The rest of the poor behavior can be associated to poor
kernel I/O scheduling performance, and in fact Seelam et al suggest that the
Anticipatory Scheduler (AS) that is the default I/O scheduler in Linux 2.6
starves processes \cite{seelam05liuxschedulers}.
The Anticipatory Scheduler works by delaying moving the disk head for a few
milliseconds, hoping that the process that caused the head to be moved to its
current position may be rescheduled and request I/O blocks around the same
position on the disk.  This policy has negative impacts on a prefetcher
reading hundreds of files spanned all across the hard disk.

Starting at the 2.6.13 version, the
Linux kernel supports I/O scheduling priorities, including an \emph{idle}
class that is ideal for boot-time prefetching, but unfortunately I/O
scheduling priorities are only implemented for the Completely Fair Queue (CFQ)
I/O scheduler.

An improvement would be to postpone prefetching until the boot process is done
and the log-in screen is shown.  This can be performed using the GNOME Display
Manager as described in \autoref{subsec:gnome-display-manager}.

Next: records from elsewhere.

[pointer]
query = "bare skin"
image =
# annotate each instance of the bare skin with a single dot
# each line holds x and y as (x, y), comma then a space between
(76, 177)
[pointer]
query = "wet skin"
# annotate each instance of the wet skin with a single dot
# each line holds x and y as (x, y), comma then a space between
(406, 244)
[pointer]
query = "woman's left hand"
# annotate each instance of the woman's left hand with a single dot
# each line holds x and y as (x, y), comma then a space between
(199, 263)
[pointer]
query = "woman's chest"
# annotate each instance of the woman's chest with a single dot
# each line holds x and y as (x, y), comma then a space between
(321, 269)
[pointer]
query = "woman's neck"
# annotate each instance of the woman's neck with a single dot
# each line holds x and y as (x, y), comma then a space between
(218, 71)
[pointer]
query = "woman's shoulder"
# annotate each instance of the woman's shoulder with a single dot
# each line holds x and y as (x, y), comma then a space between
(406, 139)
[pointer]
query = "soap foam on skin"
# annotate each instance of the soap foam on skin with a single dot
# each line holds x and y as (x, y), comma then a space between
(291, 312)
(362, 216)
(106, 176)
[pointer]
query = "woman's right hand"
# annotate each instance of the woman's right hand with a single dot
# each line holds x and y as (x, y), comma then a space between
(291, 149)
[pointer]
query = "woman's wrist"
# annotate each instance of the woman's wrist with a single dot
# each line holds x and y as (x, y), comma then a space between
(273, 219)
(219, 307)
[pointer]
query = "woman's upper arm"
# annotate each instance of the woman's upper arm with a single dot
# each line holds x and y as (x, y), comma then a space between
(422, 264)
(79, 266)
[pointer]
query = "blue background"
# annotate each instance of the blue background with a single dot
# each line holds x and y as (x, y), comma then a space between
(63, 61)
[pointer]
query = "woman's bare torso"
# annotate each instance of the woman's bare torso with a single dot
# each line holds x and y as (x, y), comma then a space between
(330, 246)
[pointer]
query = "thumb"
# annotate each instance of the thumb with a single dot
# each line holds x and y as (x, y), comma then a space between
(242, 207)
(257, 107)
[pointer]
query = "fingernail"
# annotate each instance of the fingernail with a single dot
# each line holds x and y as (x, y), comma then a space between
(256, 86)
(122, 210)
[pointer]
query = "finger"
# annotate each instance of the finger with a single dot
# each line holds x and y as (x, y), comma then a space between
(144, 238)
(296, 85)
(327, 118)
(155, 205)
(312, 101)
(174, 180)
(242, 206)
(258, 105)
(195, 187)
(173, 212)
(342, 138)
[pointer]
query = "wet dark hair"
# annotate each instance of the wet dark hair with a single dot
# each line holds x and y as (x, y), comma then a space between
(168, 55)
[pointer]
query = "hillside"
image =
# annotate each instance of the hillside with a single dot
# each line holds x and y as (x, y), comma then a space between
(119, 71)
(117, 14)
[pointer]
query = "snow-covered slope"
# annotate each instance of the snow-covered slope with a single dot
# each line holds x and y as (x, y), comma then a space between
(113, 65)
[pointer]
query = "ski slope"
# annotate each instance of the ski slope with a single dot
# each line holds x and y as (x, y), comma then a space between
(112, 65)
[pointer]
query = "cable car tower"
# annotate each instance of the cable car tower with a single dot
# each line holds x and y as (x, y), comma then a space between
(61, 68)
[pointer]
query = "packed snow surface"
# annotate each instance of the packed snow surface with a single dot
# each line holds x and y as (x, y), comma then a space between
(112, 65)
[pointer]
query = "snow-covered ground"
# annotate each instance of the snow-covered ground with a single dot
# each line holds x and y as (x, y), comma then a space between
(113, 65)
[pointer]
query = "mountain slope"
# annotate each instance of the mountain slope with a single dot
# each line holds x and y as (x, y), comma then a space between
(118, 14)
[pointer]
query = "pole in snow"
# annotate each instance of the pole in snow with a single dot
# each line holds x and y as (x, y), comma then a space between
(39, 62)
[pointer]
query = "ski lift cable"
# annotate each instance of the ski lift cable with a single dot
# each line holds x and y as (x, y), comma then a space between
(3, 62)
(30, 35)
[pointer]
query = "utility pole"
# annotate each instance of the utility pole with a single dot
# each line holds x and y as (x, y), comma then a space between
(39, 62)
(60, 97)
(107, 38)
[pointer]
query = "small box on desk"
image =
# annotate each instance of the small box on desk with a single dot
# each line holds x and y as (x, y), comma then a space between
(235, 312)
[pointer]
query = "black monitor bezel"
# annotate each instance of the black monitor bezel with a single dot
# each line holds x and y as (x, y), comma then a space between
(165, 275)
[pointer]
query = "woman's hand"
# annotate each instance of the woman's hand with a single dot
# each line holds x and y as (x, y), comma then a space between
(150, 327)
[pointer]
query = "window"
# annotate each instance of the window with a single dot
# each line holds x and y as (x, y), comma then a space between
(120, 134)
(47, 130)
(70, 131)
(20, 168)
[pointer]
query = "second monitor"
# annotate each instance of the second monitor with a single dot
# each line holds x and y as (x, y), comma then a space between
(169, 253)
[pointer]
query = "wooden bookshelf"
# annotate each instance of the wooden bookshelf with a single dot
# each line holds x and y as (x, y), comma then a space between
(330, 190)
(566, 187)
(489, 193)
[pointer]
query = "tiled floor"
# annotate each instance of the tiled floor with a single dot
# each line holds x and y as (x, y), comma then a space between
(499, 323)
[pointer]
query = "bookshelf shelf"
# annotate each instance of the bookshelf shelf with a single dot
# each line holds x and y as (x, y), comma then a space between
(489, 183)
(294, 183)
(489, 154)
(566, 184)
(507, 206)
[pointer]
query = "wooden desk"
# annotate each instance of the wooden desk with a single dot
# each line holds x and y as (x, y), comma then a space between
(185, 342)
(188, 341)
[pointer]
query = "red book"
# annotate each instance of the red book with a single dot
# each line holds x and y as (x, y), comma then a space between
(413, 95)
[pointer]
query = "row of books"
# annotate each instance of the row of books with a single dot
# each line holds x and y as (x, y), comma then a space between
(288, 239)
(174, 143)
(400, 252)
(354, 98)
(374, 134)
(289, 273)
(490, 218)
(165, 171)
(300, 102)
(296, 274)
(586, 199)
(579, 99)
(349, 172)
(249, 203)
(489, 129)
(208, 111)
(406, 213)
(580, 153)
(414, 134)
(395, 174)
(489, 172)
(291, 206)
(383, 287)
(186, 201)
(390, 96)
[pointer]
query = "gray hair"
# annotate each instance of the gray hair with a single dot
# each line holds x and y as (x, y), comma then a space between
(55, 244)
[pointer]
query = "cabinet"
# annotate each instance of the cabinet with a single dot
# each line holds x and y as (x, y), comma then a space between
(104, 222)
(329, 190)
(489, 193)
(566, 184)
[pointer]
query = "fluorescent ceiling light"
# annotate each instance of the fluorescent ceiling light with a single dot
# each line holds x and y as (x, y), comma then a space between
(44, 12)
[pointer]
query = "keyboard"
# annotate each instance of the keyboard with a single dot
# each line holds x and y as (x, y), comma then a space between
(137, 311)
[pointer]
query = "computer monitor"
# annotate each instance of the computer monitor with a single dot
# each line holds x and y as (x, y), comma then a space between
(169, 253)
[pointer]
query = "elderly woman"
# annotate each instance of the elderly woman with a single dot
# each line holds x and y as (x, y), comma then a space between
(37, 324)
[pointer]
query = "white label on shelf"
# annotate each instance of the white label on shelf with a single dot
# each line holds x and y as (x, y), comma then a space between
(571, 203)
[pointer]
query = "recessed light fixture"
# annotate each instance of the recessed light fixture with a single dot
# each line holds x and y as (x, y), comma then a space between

The newer Linux kernels implement the \texttt{MADV\_REMOVE} advice to the
\syscall{madvise} system call, but only for tmpfs/shmfs\footnote{Two in-memory
file-systems.} file-systems, and so is not useful for cache eviction hinting
by applications.

\section{Summary of Recommendations}

We recommend that systems seeking to use prefetching to improve boot time should
limit prefetching to blocks required by \syscall{stat} and \syscall{getdents}
system calls, and do that very mildly, and call \syscall{sched\_yield} regularly.  For further boot
time speed up, parallelizing boot tasks should be explored.

To improve the log-in time, it is best to start prefetching when the log-in
display manager becomes idle.  This is a good time to prefetch: the system is
idle, and it can be predicted with high probability what to prefetch.  This
feature is implemented in GNOME Display Manager for example.  When possible,
the idle I/O scheduling class should be used for prefetching in this stage.

Application start-up time can be improved by modifying applications to reduce
the number of \syscall{stat} and \syscall{getdents}\footnote{Usually caused by
the \syscall{readdir} POSIX function.} system calls.  Moreover, using
\syscall{mmap} instead of \syscall{read} improves performance on its own, and
allows for more prefetching opportunity, like what preload does.  Finally,
applications can take advantage of the \syscall{madvise} system call to let
the kernel know that they will need a section of a mapped file, and let the
kernel prefetch decide to prefetch it.

File-based prefetching integrated with the cache subsystem may be used to
further improve application start-up performance, and reorganizing file layout
on the hard-disk can be used if all other routes have been taken.